With the departure of the Ottoman governor, an Arab government in Beirut was announced. Samir Kassir observes that, while it was headed by Umar Da'uq, Salam remained the strong man who "presided over the ceremony at which the Arab colors were raised at the Sérail, on 6 October, before proceeding to the Shuwayfat Plain south of the city to welcome Shukri Ayubi, whom Faysal had named governor general of Beirut and Mount Lebanon. Receiving Ayubi the next day at his home in Musaytbeh, Salam requested that his friend Habib Pasha al-Saad, president of the dissolved administrative council of the Mutasarrifate, be allowed to serve as the governor of Mount Lebanon. Saad took an oath of allegiance to Faysal during an investiture ceremony that took place later the same day at the Seraglio of Baabda before the hoisting of the Arab colors there." But on 10 October, the French army entered the city of Beirut, assumed control of the government, and took down the Arab flag.
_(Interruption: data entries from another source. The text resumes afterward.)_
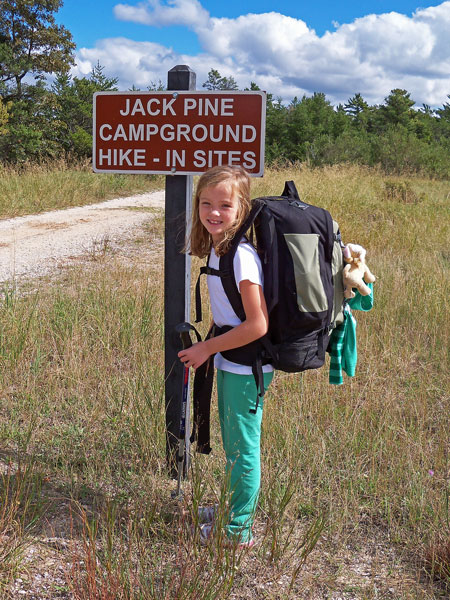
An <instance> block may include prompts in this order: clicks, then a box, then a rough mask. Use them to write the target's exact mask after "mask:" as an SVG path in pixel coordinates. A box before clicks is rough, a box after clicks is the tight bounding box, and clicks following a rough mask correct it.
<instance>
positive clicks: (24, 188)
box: [0, 160, 164, 219]
mask: <svg viewBox="0 0 450 600" xmlns="http://www.w3.org/2000/svg"><path fill="white" fill-rule="evenodd" d="M162 187H164V183H163V179H162V178H161V177H157V176H155V175H124V174H117V173H101V174H100V173H93V172H92V167H91V166H90V165H89V164H83V163H80V164H78V165H76V164H73V163H70V164H68V163H66V162H65V161H64V160H60V161H56V162H52V163H49V164H42V165H30V166H28V167H22V168H14V167H4V166H3V167H2V166H1V165H0V218H1V219H4V218H8V217H17V216H21V215H26V214H36V213H40V212H44V211H48V210H57V209H61V208H68V207H71V206H83V205H85V204H92V203H93V202H98V201H100V200H107V199H109V198H115V197H118V196H125V195H132V194H135V193H140V192H148V191H151V190H155V189H160V188H162Z"/></svg>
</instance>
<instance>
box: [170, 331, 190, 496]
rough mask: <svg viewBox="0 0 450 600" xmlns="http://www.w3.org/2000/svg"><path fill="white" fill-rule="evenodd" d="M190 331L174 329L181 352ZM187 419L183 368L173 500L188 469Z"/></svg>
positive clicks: (187, 433)
mask: <svg viewBox="0 0 450 600" xmlns="http://www.w3.org/2000/svg"><path fill="white" fill-rule="evenodd" d="M191 329H192V325H190V324H189V323H180V324H179V325H177V326H176V327H175V331H176V332H177V333H179V334H180V338H181V343H182V345H183V350H185V349H186V348H190V347H191V346H192V340H191V336H190V334H189V332H190V330H191ZM188 417H189V367H184V371H183V387H182V395H181V415H180V433H179V436H178V452H177V489H176V492H175V493H172V496H173V497H174V498H180V497H181V495H182V494H181V479H182V477H183V470H184V469H186V471H187V469H188V456H187V449H188V444H187V443H186V438H187V435H188V432H187V431H186V421H187V419H188Z"/></svg>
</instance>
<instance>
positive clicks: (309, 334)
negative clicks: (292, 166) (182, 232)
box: [193, 181, 344, 452]
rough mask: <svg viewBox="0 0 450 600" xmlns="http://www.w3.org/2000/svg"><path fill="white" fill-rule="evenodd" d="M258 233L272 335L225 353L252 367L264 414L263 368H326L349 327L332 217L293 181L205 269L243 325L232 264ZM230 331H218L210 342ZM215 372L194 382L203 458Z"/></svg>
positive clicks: (198, 429)
mask: <svg viewBox="0 0 450 600" xmlns="http://www.w3.org/2000/svg"><path fill="white" fill-rule="evenodd" d="M252 228H253V232H254V236H255V242H256V249H257V252H258V255H259V257H260V259H261V264H262V269H263V274H264V296H265V299H266V304H267V310H268V314H269V330H268V332H267V334H266V335H265V336H264V337H263V338H260V339H259V340H256V341H255V342H252V343H251V344H248V345H246V346H243V347H241V348H235V349H233V350H227V351H225V352H222V353H221V354H222V355H223V356H224V357H225V358H227V359H228V360H231V361H232V362H236V363H239V364H245V365H249V366H251V367H252V371H253V374H254V376H255V380H256V383H257V387H258V390H259V392H258V400H257V404H256V408H257V406H258V401H259V398H260V397H262V396H263V395H264V385H263V376H262V365H264V364H268V363H271V364H272V365H273V366H274V368H275V369H278V370H281V371H286V372H290V373H295V372H301V371H305V370H307V369H317V368H319V367H321V366H322V365H323V364H324V362H325V353H326V349H327V346H328V341H329V337H330V333H331V331H332V329H333V328H334V327H335V326H336V325H338V324H339V323H341V322H342V321H343V306H344V289H343V283H342V270H343V257H342V245H343V244H342V241H341V236H340V233H339V228H338V226H337V223H336V222H334V221H333V219H332V218H331V215H330V213H329V212H328V211H327V210H325V209H323V208H319V207H317V206H313V205H311V204H306V203H305V202H302V201H301V200H300V198H299V196H298V193H297V190H296V188H295V185H294V182H293V181H288V182H286V184H285V187H284V190H283V194H282V195H281V196H268V197H264V198H257V199H255V200H253V208H252V210H251V212H250V214H249V216H248V218H247V219H246V221H245V223H244V224H243V225H242V227H241V228H240V230H239V231H238V232H237V233H236V235H235V237H234V239H233V242H232V244H231V246H230V249H229V251H228V252H227V253H226V254H225V255H224V256H221V257H220V261H219V269H218V270H215V269H211V268H210V267H209V266H208V265H207V266H206V267H202V268H201V269H200V275H202V274H208V275H215V276H218V277H220V278H221V280H222V285H223V287H224V290H225V293H226V295H227V298H228V300H229V301H230V304H231V306H232V307H233V310H234V312H235V313H236V315H237V316H238V317H239V319H240V320H241V321H243V320H245V312H244V309H243V305H242V300H241V295H240V293H239V290H238V288H237V285H236V282H235V277H234V272H233V259H234V256H235V254H236V251H237V248H238V245H239V243H240V242H241V240H242V238H243V237H244V236H245V235H246V233H247V232H248V231H249V230H251V229H252ZM199 282H200V276H199V280H198V281H197V287H196V306H197V318H196V322H199V321H201V299H200V285H199ZM228 329H230V327H224V328H216V330H215V331H213V332H210V335H217V334H221V333H224V332H225V331H227V330H228ZM212 371H213V369H212V368H211V369H207V368H206V367H205V368H204V369H201V368H200V369H197V372H196V376H195V380H194V433H193V439H195V438H196V436H197V435H198V444H197V449H198V450H199V451H201V452H208V451H209V450H210V448H209V412H208V415H207V424H205V423H204V417H205V406H206V404H207V402H208V395H209V396H210V395H211V392H210V387H212V375H211V372H212ZM209 380H210V381H209ZM256 408H255V409H254V410H252V412H256ZM202 427H203V432H204V434H202V432H201V428H202ZM206 429H207V432H206ZM206 433H207V437H205V436H206ZM202 448H203V449H202Z"/></svg>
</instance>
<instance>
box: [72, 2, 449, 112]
mask: <svg viewBox="0 0 450 600" xmlns="http://www.w3.org/2000/svg"><path fill="white" fill-rule="evenodd" d="M115 13H116V16H118V18H122V19H125V18H126V19H128V20H135V21H139V22H141V23H147V24H149V25H160V26H162V25H170V24H175V23H176V24H178V25H180V24H182V25H185V26H187V27H189V28H190V29H192V30H193V31H194V32H195V33H196V35H197V37H198V40H199V42H200V44H201V46H202V50H203V51H202V53H199V54H197V55H187V54H181V53H177V52H174V51H173V49H172V48H166V47H164V46H162V45H160V44H154V43H151V42H134V41H131V40H128V39H126V38H114V39H106V40H101V41H99V42H98V43H97V45H96V47H95V48H90V49H87V48H84V49H82V50H80V52H79V57H78V58H79V64H78V71H79V72H80V73H83V72H84V71H85V70H86V68H87V65H88V64H91V67H92V66H93V65H94V64H95V63H96V62H97V61H98V60H99V61H100V63H101V64H102V65H104V66H105V67H106V72H107V73H108V75H109V76H112V75H115V76H117V77H119V81H120V87H121V88H123V89H127V88H129V87H131V85H132V84H133V83H134V84H135V85H137V86H138V87H142V88H144V87H146V85H148V84H149V83H150V82H151V81H157V80H158V79H161V80H162V81H163V82H165V81H166V79H167V71H168V70H169V69H170V68H172V67H173V66H175V65H176V64H188V65H189V66H190V67H191V68H192V69H193V70H194V71H196V73H197V88H198V89H201V84H202V83H203V82H204V81H205V80H206V78H207V73H208V71H209V70H210V69H211V68H215V69H217V70H219V72H220V73H221V74H222V75H224V76H230V75H232V76H233V77H234V78H235V79H236V80H237V82H238V84H239V86H240V87H242V88H243V87H245V86H248V85H249V83H250V81H255V82H256V83H257V84H258V85H259V86H260V87H261V88H262V89H266V90H267V91H269V92H272V93H273V94H274V95H275V96H281V97H283V98H284V99H286V100H289V99H291V98H292V97H293V96H294V95H297V96H302V95H303V94H311V93H313V92H314V91H317V92H324V93H325V94H326V95H327V98H328V99H330V100H331V101H332V102H336V103H337V102H345V101H346V100H347V99H348V98H349V97H350V96H353V95H354V94H355V93H356V92H360V93H361V94H362V95H363V96H364V98H365V99H366V100H367V101H368V102H370V103H375V102H382V101H383V99H384V97H385V96H387V95H388V94H389V92H390V90H391V89H393V88H404V89H406V90H408V91H409V92H411V97H412V98H413V99H414V100H415V101H416V102H417V103H418V104H421V103H427V104H430V105H432V106H441V105H442V104H443V102H445V101H446V100H447V95H448V94H450V44H449V42H448V32H449V31H450V1H449V0H447V1H446V2H443V3H442V4H440V5H439V6H435V7H431V8H426V9H419V10H417V11H416V12H415V13H414V14H413V15H412V17H407V16H405V15H401V14H399V13H395V12H391V13H386V14H382V15H368V16H366V17H363V18H360V19H356V20H355V21H354V22H353V23H349V24H343V25H338V24H336V30H335V31H333V32H327V33H325V34H324V35H323V36H321V37H320V36H318V35H317V34H316V33H315V31H314V30H313V29H310V28H308V26H307V24H306V23H305V22H304V21H302V20H300V19H294V18H292V17H287V16H285V15H282V14H279V13H276V12H270V13H264V14H247V15H242V16H240V17H238V18H236V19H226V18H217V17H210V15H209V13H208V12H207V11H206V10H205V9H204V8H203V7H202V6H201V4H200V3H199V2H198V0H166V1H164V0H147V1H146V2H141V3H139V4H137V5H136V6H130V5H128V4H119V5H117V6H116V7H115Z"/></svg>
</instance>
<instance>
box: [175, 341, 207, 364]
mask: <svg viewBox="0 0 450 600" xmlns="http://www.w3.org/2000/svg"><path fill="white" fill-rule="evenodd" d="M210 355H211V353H210V352H209V350H208V346H207V343H206V342H198V343H196V344H193V345H192V346H191V347H190V348H186V349H185V350H181V351H180V352H178V358H179V359H180V360H181V362H182V363H183V364H184V366H185V367H188V368H189V367H192V368H193V369H198V367H200V365H202V364H203V363H204V362H205V361H207V360H208V358H209V357H210Z"/></svg>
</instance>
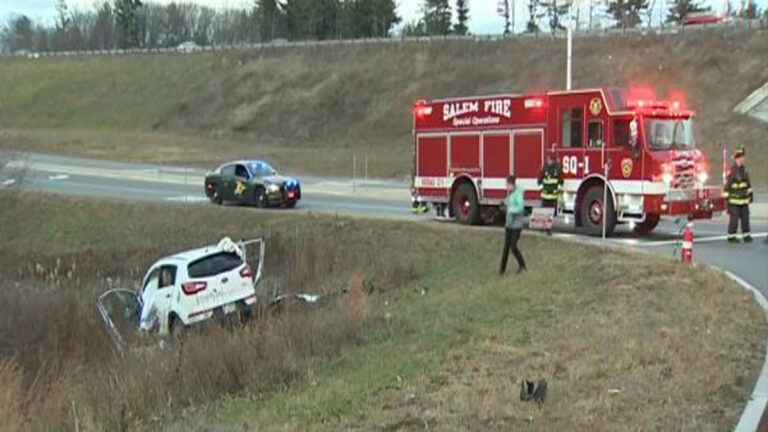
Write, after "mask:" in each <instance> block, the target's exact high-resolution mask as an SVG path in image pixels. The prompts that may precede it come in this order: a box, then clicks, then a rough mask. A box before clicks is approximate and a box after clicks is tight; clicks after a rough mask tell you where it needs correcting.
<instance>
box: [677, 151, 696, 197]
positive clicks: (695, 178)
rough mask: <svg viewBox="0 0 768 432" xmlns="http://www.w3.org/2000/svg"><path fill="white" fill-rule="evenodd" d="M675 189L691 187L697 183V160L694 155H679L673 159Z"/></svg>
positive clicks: (680, 188)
As an outspoken opponent of the French mandate, Salam was arrested twice: once in 1919 when he was imprisoned for 4 months, and a second time in 1922, when he was sent into exile to the village of Douma in northern Lebanon for 5 months.

He organized two popular assemblies, "The Conferences of the Coast and the Four Districts" (Mu'tamarat Al-Sahel), in November 1933 and March 1936, denouncing French rule and calling for independence and Arab unity.